Emmett made it home for his second birthday! We celebrated with family and dear friends. We enjoyed every moment that we had home together as a family under one roof. Not long after, Emmett ended back in the PICU due to respiratory distress. The visit at PCH lasted for about 3 weeks. Our Emmett was sent home and we were delighted. After months and months of sleepless nights, Emmett’s Pulmonologist Dr Rao suggested we open our home to have nursing care at night for Emmett. I broke down in tears, exhausted from many awakening night’s trying to sleep in a rocking chair near his crib. Michael and I hoped that having a home health nurse would be able to help keep Emmett home from the hospital.
Two weeks later, Emmett went into extreme respiratory distress and was Air Evaced to PCH. Emmett’s tiny fragile body seemed to be getting weaker and weaker as the weeks went on. He was working so hard to breath and he could not gain weight or build up a reserve for his body.
Michael and I called for a Multidisciplinary Care Conference. The verdict was to place a Tracheostomy. Emmett was incapable of breathing on his own. The Trach was placed. Michael and I instantly recognized a change in our little boy, he could BREATH!
Emmett was sent home two weeks later right before Christmas with his new Trach and a ventilator system. The ventilator would give the lungs and body rest so Emmett would be able sleep restfully. Emmett was hospital FREE for one entire year! It was a miracle.
During that year Emmett was able to learn how to walk, jump, play, go on a vacation and enjoy sleeping in his own bed. His medical care did not stop. Emmett’s reconstructed esophagus continued to provide issues, requiring Emmett to undergo esophagus dilation under anesthesia every three weeks. The esophagus was not improving and he was continuing to damage his lungs due to aspiration of his own saliva. Emmett’s wonderful Phoenix Children’s Hospital Team decided it was time for a second opinion and referred us to Cincinnati Children’s Hospital. CCH has an advanced Aerodigestive Center which studies and treats critical Airway, Esophagus and Lung issues and diseases.
Emmett was an appropriate candidate for the program. After two visit’s to Ohio and many scopes, testing and consulting with the physician’s; Cincinnati decided that Emmett’s entire esophagus needed to be removed and replaced with a portion of his bowel. The surgery is unique and has only been performed 150 times over the last 30 years in pediatrics. Cincinnati was the place to have it performed.
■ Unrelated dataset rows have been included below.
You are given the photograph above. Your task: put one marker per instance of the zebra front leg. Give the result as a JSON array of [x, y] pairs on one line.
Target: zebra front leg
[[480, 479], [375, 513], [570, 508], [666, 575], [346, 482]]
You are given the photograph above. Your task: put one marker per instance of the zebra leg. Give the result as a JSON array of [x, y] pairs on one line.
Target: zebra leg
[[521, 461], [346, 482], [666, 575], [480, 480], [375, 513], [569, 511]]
Michael and I prayed and felt that this was the best option for Emmett’s and his future. The surgery date was set for December 6, 2012. Emmett was expected to be hospitalized for four to six weeks post operation. The surgery lasted for 14 hours! Emmett was taken up to the Pediatric ICU at Cincinnati Children’s Hospital to recover. Emmett’s recovery was steady! He began healing at a rapid rate having no infections or leakage at the surgical sights. Emmett was able to come home two days before Christmas making his recovery time only two and one half weeks post operation. It was nothing short of a miracle.
Emmett continues to recover today and has many unknowns to come. He is a fighter and as his family we will continue fight along with him.
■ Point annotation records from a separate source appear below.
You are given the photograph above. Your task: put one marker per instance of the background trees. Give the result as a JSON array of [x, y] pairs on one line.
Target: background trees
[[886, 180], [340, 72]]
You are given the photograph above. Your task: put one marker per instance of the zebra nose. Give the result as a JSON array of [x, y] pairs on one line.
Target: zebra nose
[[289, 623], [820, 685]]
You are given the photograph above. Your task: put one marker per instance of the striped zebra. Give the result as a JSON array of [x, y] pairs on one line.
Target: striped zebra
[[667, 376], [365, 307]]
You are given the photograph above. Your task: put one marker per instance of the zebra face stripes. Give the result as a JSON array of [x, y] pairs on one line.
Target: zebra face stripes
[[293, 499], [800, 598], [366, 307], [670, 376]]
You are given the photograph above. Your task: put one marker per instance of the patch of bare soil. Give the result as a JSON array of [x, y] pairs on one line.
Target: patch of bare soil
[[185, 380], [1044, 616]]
We feel it is our mission to tell Emmett's story and to spread awareness of the dangers of button batteries. The swallowing of this tiny battery has turned our world upside down!! It has been a little over a year since his accident and we are still trying to repair the damage that was done and fight for Emmett to survive. Let this be an eye opener to everyone! These tiny batteries are so prevalent in our daily lives and will continue to be so, as technology continues to advance and electronics continue to get smaller. It is more than just putting the items out of arms reach. Secure them with strong tape or super glue. Please do what you can. Help us spread the awareness!!!